Utilizing GPT to Enhance Text Summarization: A Strategy to Minimize Hallucinations
Hassan Shakil, Zeydy Ortiz, Grant C. Forbes
TL;DR
This work tackles hallucinations in AI-generated text summaries by integrating extractive, abstractive, and hybrid approaches (DistilBERT and T5) with a GPT-based refinement stage. The pipeline generates unrefined summaries, refines them via prompted GPT evaluations, and assesses improvements using a diverse metric set including FactSumm, QAGS, SummaC, ROUGE, and GPT-3.5 Turbo derived analyses. Results show significant gains in factual consistency and hallucination reduction, particularly for abstractive and hybrid summaries, though some metrics exhibit mixed responses. The study highlights the need for evaluation frameworks that better capture semantic and factual fidelity in large language model assisted summarization and proposes a practical path toward more reliable automatic summarization systems.
Abstract
In this research, we uses the DistilBERT model to generate extractive summary and the T5 model to generate abstractive summaries. Also, we generate hybrid summaries by combining both DistilBERT and T5 models.

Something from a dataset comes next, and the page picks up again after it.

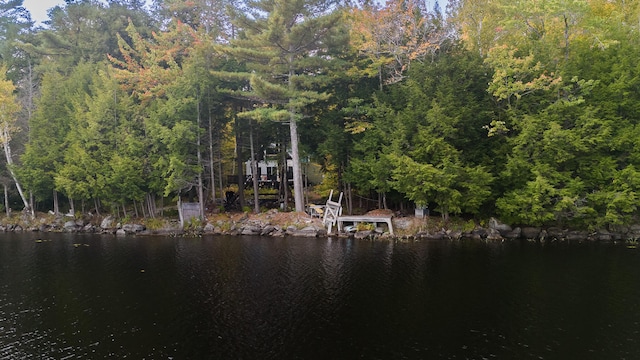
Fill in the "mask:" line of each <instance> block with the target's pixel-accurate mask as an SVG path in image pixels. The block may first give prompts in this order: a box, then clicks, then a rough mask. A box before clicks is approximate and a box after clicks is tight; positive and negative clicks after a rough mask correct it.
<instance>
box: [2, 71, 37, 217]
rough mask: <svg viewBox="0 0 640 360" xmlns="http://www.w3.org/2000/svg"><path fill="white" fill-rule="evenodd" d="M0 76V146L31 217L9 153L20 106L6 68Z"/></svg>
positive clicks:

Central to our research is the implementation of GPT-based refining process to minimize the common problem of hallucinations that happens in AI-generated summaries. We evaluate unrefined summaries and, after refining, we also assess refined summaries using a range of traditional and novel metrics, demonstrating marked improvements in the accuracy and reliability of the summaries. Results highlight significant improvements in reducing hallucinatory content, thereby increasing the factual integrity of the summaries.